The following 3 steps are optional. Use them if you want to divide the airfoil in parts (slats, flaps, whatever...):
    1. run faceSet: now we want to extract the faces from the airfoil patch and put them in a new face set, f0, in order to separate the flap in the next step. Here we use options "action new" and patchToFace. These are commented in the provided faceSetDict file which should reside in the system folder.
    2. run faceSet: now we want to extract the flap part from the existing face set f0, so we use options "action subset" and boxToFace where the specified box should enclose the face centres of the flap part of the airfoil. I picked the last delta-x = 0.4 therefore my box extends from x = 0.6 to x = 1 (yeah I know, that's a ridiculously huge flap :D). faceSet will now use the existing set f0 after creating a backup to f0_old. After the command finishes f0 will only have flap faces in it.
    3. run createPatch: this is the last step where we create the flap patch from face set f0. You'll need the createPatchDict file (provided) which should reside in the system folder. We need to use options "constructFrom set" and "set f0" in the patchInfo section. Note that createPatch will also adjust the entire mesh and remove any boundaries that might end up with 0 faces in them. The final mesh will be in folder 1/polyMesh. You can have it written directly in constant/polyMesh by using the -overwrite flag.
That's it! It looks lengthy because of all the explanations but it's really not that bad.

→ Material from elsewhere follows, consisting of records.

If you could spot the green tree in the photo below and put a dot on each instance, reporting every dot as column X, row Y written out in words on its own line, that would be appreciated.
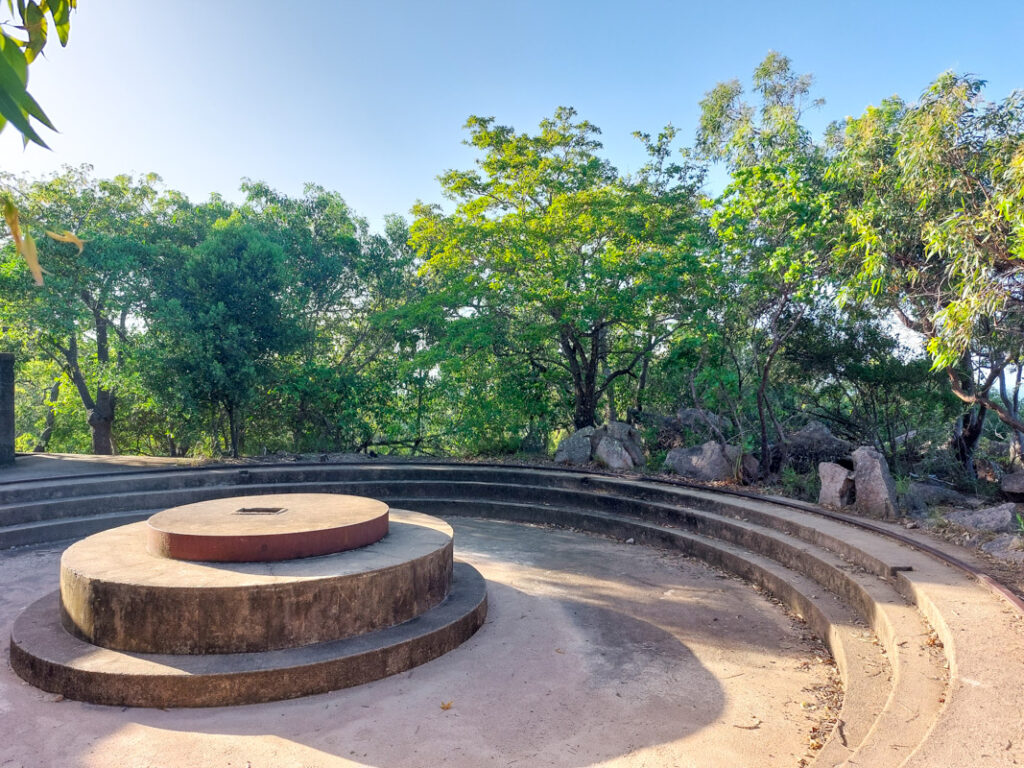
column 554, row 260
column 218, row 318
column 80, row 318
column 772, row 221
column 935, row 232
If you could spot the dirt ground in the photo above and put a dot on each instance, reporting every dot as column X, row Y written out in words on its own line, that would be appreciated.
column 594, row 653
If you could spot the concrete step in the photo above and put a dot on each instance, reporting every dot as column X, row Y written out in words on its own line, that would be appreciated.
column 118, row 595
column 54, row 660
column 986, row 667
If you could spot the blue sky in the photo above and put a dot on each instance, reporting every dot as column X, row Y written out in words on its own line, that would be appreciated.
column 369, row 98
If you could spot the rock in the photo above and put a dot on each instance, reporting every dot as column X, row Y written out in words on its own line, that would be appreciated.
column 837, row 485
column 1006, row 547
column 813, row 444
column 611, row 454
column 875, row 492
column 1013, row 485
column 576, row 449
column 1001, row 519
column 987, row 470
column 625, row 434
column 707, row 462
column 750, row 468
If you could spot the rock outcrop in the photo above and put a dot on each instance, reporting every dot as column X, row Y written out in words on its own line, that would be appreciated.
column 837, row 485
column 812, row 444
column 615, row 445
column 873, row 487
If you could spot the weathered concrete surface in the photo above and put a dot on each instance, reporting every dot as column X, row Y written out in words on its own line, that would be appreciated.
column 260, row 528
column 117, row 595
column 45, row 655
column 595, row 653
column 6, row 410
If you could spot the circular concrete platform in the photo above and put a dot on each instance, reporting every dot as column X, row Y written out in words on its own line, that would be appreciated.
column 116, row 594
column 50, row 658
column 594, row 653
column 261, row 528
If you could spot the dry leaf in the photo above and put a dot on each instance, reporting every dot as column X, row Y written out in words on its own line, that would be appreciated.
column 10, row 214
column 32, row 259
column 68, row 237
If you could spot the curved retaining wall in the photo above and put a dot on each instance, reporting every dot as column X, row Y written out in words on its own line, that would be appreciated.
column 952, row 687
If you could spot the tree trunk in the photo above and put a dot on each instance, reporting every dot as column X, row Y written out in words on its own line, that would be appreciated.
column 232, row 425
column 44, row 439
column 586, row 409
column 101, row 423
column 967, row 432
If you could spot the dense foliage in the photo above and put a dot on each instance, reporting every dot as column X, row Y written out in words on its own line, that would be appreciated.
column 552, row 293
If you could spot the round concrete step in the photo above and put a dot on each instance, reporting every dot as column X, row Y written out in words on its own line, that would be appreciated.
column 117, row 595
column 260, row 528
column 45, row 655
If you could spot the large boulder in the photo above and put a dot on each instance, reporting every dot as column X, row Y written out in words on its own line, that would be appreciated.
column 577, row 448
column 1001, row 519
column 612, row 454
column 837, row 485
column 1013, row 485
column 812, row 444
column 615, row 445
column 627, row 436
column 708, row 462
column 875, row 492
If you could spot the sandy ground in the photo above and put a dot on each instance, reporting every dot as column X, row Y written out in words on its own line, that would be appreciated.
column 594, row 653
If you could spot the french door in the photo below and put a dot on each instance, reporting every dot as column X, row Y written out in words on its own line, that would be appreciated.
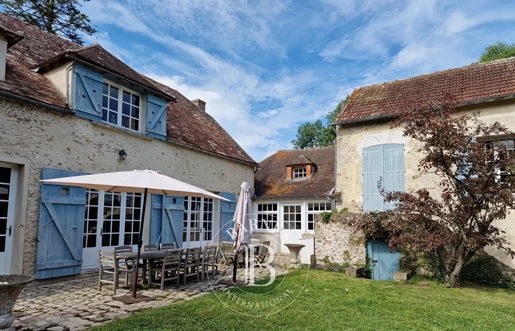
column 8, row 183
column 111, row 219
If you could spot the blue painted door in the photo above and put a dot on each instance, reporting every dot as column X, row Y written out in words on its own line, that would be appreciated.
column 227, row 210
column 167, row 220
column 384, row 262
column 61, row 227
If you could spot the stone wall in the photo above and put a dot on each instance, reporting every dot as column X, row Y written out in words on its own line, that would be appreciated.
column 335, row 242
column 351, row 141
column 33, row 138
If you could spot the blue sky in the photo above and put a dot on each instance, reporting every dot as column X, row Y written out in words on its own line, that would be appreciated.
column 265, row 67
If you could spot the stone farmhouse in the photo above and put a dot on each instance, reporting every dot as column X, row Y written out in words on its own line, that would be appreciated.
column 67, row 109
column 367, row 148
column 292, row 186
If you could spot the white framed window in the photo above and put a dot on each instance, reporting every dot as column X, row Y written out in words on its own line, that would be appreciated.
column 198, row 220
column 111, row 219
column 299, row 172
column 121, row 107
column 292, row 217
column 505, row 150
column 316, row 208
column 267, row 216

Hi, i really like your explanation, but I have kind of problem. If I try to run snappyhexmesh in parallel, either it fails because of the empty boundaries, or doesn't add layers if I define the boundaries front and back as walls.
Any idea how to manage this?

ziad April 27, 2011 11:47

It sounds like your dict file is not properly set up. Can you post your case as a tar.gz attachment?